Sunday, 14 April 2013

PHP: IDE

G'day:
That "Hello World" code from yesterday (dammit... I missed a trick there... it shoulda been "G'day World", for this blog, shouldn't it!) was written using Notepad++, as I didn't have an IDE installed at that point in time.

My initial instincts for an IDE was to just use Zend Studio, as my understanding was that it was considered where it's at as far as PHP dev environments go. Then Andrew Myers recommended Netbeans, and I also googled around to see what else was on offer.


Most of what I found was just people going "[name of IDE] is best", without any sort of qualification of why it's the best. Basically I think they are more often than not confusing "best" with "their favourite" which is not the same thing at all, and not any sort of yardstick for anyone else to use. However Netbeans did keep coming up over and over again, which was interesting. More often than Zend, too.

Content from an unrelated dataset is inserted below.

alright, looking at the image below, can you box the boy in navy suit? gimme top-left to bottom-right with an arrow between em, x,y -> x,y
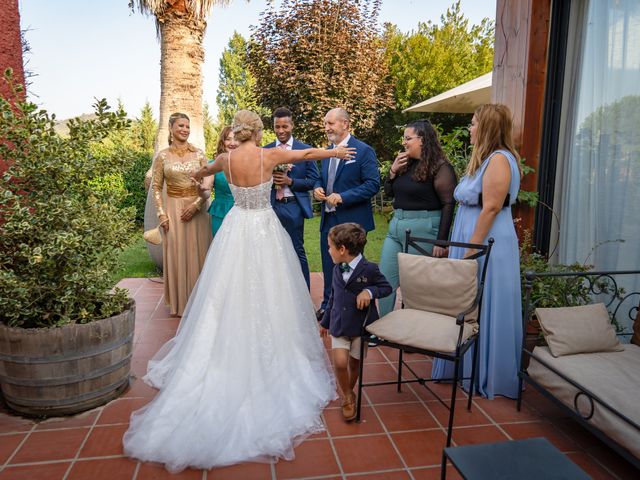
320,223 -> 391,421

Other offerings which were mentioned favourably were Aptana and DreamWeaver, but I have discounted those options. Firstly if I'm gonna use an Eclipse plug-in (ie: Aptana), then I'm not going to use one that is primarily for HTML/CSS which also happens to do PHP; I'm gonna pick one that's specifically for PHP (eg: Zend). I discounted DW because I'd have to pay for it. And I used DW years ago and disliked it. It's come a long way since then, but I don't really care.

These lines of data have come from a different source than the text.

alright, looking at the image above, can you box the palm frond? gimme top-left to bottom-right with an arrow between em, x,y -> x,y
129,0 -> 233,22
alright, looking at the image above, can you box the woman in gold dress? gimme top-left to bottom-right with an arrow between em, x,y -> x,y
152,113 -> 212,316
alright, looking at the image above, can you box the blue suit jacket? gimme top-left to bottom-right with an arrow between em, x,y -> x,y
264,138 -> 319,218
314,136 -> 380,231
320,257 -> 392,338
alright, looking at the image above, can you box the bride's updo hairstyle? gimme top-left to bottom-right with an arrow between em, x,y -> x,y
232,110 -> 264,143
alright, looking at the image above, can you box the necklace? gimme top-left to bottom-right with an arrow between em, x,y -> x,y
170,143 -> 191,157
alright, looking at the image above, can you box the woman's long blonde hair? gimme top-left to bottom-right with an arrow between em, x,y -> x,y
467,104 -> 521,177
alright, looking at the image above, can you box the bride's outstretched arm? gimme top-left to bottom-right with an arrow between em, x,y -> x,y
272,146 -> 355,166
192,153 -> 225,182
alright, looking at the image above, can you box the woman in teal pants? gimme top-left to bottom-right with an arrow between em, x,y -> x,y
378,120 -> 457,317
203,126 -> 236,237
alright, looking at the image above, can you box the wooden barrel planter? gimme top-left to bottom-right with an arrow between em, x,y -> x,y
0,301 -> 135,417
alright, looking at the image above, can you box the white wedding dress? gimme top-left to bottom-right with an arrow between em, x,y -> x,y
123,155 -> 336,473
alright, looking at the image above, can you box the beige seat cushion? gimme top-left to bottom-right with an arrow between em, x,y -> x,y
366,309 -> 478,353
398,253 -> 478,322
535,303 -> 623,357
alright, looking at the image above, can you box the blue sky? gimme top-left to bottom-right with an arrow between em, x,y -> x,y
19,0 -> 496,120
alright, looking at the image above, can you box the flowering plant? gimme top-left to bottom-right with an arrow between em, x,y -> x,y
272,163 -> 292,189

There were stacks of other options mentioned by people, but life's too short to go through all of them so I just shrugged.

Then I found an objective-seeming comparison of PHP IDEs / editors, which scored various options and seemed to be a fairly disempassioned assessment. It mentioned Netbeans more often more favourably than the others, so that has me slightly swayed.

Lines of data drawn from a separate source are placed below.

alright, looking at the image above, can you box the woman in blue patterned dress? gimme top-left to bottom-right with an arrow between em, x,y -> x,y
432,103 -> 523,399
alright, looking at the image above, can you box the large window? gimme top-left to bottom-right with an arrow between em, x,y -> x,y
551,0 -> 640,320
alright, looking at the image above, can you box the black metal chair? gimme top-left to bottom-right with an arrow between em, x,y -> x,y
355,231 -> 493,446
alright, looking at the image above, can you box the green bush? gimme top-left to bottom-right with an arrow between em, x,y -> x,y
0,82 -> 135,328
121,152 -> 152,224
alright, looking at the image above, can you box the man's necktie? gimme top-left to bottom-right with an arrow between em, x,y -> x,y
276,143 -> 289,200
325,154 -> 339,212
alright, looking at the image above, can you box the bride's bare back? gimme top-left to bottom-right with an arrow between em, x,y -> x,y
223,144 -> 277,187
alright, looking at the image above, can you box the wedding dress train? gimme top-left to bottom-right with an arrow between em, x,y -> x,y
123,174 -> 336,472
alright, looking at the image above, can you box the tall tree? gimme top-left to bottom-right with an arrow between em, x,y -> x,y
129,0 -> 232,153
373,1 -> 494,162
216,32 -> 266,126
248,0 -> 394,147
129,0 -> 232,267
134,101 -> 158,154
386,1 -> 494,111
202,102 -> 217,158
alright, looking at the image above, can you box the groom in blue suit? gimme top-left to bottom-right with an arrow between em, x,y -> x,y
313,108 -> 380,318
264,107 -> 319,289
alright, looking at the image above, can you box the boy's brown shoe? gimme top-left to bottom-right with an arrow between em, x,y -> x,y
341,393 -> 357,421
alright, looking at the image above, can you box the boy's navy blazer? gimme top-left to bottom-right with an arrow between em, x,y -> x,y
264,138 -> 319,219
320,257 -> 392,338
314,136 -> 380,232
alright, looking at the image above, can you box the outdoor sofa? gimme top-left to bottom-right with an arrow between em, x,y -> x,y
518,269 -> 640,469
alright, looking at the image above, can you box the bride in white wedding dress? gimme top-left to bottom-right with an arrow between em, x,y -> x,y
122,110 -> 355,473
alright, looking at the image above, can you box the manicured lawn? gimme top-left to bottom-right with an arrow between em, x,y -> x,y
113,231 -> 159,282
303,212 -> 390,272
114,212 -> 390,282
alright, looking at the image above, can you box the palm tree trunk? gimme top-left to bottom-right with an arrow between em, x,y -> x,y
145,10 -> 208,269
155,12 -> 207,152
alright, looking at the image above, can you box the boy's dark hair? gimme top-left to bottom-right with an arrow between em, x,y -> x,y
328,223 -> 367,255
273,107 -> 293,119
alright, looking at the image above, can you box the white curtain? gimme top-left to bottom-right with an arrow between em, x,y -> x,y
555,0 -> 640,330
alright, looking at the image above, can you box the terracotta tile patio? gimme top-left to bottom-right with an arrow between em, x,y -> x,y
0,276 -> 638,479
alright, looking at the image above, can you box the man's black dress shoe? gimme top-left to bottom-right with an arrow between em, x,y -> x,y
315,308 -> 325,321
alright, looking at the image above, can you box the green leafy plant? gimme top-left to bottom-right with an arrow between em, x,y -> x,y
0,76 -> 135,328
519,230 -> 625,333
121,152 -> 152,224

One consideration I have is that I've been using Eclipse for years, and I really like it. And Zend is based on Eclipse. And I already had it downloaded and installed (after y/day's coding) as that's what I figured I'd be using.

But now I think I will leave Zend sitting in the background, and give Netbeans a go. I'm just installing it now, but will have to do it smartly as I need to start heading to the Belgian beer cafe (PDF) down on the waterfront to have lunch with some mates.

Andrew, I will blame you if I don't like it. And will claim back those beers I owe you ;-) (not really).